Love Through the Lens of Rob Tennent

I have always pulled ideas from memories. My first encounters with love were from my parents, who I watched through the viewfinder of my father’s film camera. Every year we would go away as a family, and he would hand me the camera, teaching me which buttons to press. My parents would pose in front of a pool, arms around each other, and I would press the shutter. Looking back now, I realise that my relationship with a camera is also my relationship with love. It began in those early moments — a kind of innocence in capturing people as they were, full of affection, unaware of how permanent those frames would become.
As a child, photography felt like a kind of play. I would hang a bedsheet in the garden and ask neighbours and cousins to stand in front of it. I documented anyone willing to give me a moment of their time. Back then, I didn’t think of it as art — it was simply a way of holding onto a feeling. And, in many ways, that has never changed. For me, photography is about creating an image that tells a story. I want a photograph to feel like a memory, even if it doesn’t belong to you.
I’ve carried that philosophy with me in every project, whether in a staged studio portrait or a stolen frame between takes. The photos I make are often stylised versions of real life, but always rooted in truth. Sometimes the simplest set-up — a wall, a window, a subject bathed in late afternoon light — holds the greatest honesty.


Louie and Max
What I have learnt from shooting couples is that intimacy has to be authentic. Louie and Max, for example, stood in the half-light of a stained-glass window, idly showing each other their scars as I metered the light. I had only two frames left. One captured Max lifting his shirt to reveal the mark on his side. The other, both of them staring directly at me, but really, the image only works because they forgot about the camera, their connection more present than my lens.


Clément and Quinton
Then, there was Clément and Quinton. The former had reached out to me for a coffee before inviting me to see his hometown, Dunkerque. Together with his friend Quinton (who he had met at a casting) we drove through the countryside.

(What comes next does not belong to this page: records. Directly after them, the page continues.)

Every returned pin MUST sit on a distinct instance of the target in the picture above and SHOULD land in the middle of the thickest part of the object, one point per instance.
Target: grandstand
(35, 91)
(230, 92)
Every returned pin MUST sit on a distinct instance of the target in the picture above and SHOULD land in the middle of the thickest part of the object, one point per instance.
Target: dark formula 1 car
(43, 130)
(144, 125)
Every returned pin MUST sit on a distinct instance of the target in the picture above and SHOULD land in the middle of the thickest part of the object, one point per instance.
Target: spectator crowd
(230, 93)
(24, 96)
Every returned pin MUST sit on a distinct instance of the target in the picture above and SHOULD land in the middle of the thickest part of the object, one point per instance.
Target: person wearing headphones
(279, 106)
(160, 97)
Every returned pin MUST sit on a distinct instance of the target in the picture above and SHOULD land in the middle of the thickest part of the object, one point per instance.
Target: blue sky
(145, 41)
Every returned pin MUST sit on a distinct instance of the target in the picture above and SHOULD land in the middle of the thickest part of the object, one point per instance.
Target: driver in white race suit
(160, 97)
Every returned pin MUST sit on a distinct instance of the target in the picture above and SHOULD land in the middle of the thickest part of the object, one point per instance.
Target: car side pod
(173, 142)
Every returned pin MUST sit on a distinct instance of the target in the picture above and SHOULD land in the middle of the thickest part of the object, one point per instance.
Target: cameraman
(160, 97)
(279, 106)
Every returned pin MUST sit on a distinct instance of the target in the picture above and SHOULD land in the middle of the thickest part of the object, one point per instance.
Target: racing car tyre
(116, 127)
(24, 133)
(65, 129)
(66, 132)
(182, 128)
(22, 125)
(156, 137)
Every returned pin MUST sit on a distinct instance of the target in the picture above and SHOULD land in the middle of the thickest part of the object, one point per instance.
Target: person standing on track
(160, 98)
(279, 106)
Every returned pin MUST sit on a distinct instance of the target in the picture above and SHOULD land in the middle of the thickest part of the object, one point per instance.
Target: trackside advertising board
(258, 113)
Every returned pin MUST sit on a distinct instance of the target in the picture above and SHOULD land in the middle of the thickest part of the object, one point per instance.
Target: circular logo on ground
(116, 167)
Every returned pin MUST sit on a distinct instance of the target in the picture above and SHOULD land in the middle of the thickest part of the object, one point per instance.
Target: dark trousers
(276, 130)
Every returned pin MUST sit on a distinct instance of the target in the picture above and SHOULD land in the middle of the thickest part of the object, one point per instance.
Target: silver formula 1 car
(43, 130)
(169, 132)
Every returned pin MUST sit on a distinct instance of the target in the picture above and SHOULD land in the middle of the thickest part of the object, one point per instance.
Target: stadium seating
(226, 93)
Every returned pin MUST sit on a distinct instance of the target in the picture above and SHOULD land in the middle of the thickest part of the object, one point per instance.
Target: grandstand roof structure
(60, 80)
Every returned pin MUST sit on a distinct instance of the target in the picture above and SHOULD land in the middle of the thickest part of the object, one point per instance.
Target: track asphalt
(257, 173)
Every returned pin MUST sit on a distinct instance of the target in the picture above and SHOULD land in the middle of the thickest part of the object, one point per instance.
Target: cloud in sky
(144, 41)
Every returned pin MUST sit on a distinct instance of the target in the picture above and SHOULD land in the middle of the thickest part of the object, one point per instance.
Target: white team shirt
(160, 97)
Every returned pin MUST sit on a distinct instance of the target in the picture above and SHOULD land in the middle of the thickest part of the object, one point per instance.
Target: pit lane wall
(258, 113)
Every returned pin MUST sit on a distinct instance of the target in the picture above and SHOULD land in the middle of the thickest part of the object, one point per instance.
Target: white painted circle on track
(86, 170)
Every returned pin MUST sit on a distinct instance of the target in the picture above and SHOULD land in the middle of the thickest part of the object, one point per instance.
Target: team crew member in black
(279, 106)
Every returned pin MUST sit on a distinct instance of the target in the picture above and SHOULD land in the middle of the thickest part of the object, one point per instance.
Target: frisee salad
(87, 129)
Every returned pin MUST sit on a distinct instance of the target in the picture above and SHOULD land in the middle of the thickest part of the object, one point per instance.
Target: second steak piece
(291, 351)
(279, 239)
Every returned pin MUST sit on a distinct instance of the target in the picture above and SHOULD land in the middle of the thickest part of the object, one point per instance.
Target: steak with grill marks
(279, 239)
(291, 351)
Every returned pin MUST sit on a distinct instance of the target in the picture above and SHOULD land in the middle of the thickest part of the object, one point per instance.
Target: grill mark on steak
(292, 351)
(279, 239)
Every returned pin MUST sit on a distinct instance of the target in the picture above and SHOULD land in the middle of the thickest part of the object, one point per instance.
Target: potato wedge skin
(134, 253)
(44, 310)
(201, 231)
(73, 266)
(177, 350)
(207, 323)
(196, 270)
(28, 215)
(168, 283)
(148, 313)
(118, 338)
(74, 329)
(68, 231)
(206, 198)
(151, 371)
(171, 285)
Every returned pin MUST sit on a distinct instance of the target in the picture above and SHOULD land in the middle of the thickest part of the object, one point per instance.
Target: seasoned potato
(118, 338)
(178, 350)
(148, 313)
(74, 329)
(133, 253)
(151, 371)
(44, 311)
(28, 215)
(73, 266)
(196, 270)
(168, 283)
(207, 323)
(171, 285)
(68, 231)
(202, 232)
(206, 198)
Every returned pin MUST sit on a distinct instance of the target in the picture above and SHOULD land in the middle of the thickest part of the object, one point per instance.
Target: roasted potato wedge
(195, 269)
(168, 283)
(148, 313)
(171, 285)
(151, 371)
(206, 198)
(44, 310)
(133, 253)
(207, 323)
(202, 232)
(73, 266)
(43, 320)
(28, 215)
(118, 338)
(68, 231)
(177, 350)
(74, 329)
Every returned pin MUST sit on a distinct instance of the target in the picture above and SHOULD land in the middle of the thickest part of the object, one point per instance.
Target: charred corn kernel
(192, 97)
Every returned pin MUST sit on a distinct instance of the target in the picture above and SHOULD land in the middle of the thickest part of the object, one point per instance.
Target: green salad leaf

I asked them to pull over by a field and they lit a cigarette, a moment that captured the nuances of their friendship.
“I want a photograph to feel like a memory, even if it doesn’t belong to you.”

Cooper and Indi

Sam and Asha
There was also Cooper and Indi, whose home, filled with patterned wallpaper, blankets and warm afternoon sun, set the stage for a simple embrace. And Sam and Asha, who I met after flying to his small hometown in Western Australia, we drove to a quarry and the couple sat on an old boat at sunset, kissing, while I stood far enough away to let the moment remain theirs.
These photographs have taught me that love is expansive — it is not only romantic, but platonic, familial, fleeting, everyday. None of this can happen without trust and surrender. My role is to capture what feels true, but also to show people how I see them. My hope is always to show the beauty in everything, especially in the ordinary moments that often go undocumented.
Behind the camera, I’ve learnt that love isn’t about being completed by another person. It is not something you search for to fill a gap. Love must begin with yourself — it should overflow, and when it does, the people around you will feel it and catch it. You can sense it when someone is secure in themselves: it’s in the way they hold space, the way they move, the way they look at someone they love.
Every day, through the faces I meet and the cities I travel to, I see it again and again: in the smallest gestures, in the laughter between takes, in the trust of strangers who welcome me into their worlds. And the camera has taught me — perhaps more than anything else — that once you find it inside yourself, you start to notice it everywhere.